EL MÉTODO CIENTÍFICO
Descartes aspira a diseñar un método que nos permita lograr verdades firmes y seguras sobre las cuales
construir todos nuestros conocimientos. Descartes propone comenzar suprimiendo todos los conocimientos
que no sean absolutamente indudables. La duda metódica lleva a Descartes a eliminar todos los saberes que
tengan la más mínima posibilidad de ser falsos. La duda metódica, tiene tres fundamentos:
· Falacia de los sentidos, a menudo nuestros sentidos pueden engañarnos.

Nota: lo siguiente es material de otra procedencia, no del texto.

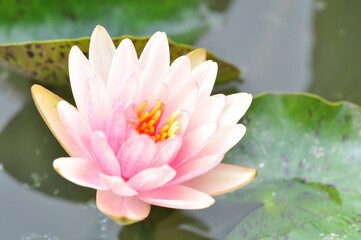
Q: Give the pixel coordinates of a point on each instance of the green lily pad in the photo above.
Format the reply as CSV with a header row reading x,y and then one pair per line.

· Vigilia del sueño, tampoco podemos fiarnos del mundo que nos rodea y que parece constituir la realidad,
ya que al soñar lo percibimos también como realidad, y no es más que una ilusión. Según Descartes, si
buscamos certezas absolutas, no podemos fiar de los razonamientos porque a menudo cometemos errores
cuando razonamos.
· La hipótesis del genio maligno, Descartes plantea la posibilidad de que exista un “genio maligno”, capaz de
engañarnos y confundirnos, incluso con aquello que consideramos más cierto y verdadero. Aunque la
existencia de tal ser es muy improbable y la hipótesis pueda parecer exagerada o inverosímil, hay que
recordar que el objetivo de Descartes era encontrar una verdad indudable y, para ello, Descartes utilizó la
duda metódica.
LA PRIMERA VERDAD INDUDABLE
Descartes demuestra que existe al menos una verdad indudable y cierta. Si estoy dudando, haciéndome
preguntas y buscando respuestas, puedo estar completamente seguro de que yo existo. Cogito ergo sum
(pienso, luego existo) constituye la primera verdad indudable, conocida como “el cogito cartesiano”. Mi
existencia como sujeto pensante es firme, segura e imposible de poner en duda, incluso si un “genio maligno”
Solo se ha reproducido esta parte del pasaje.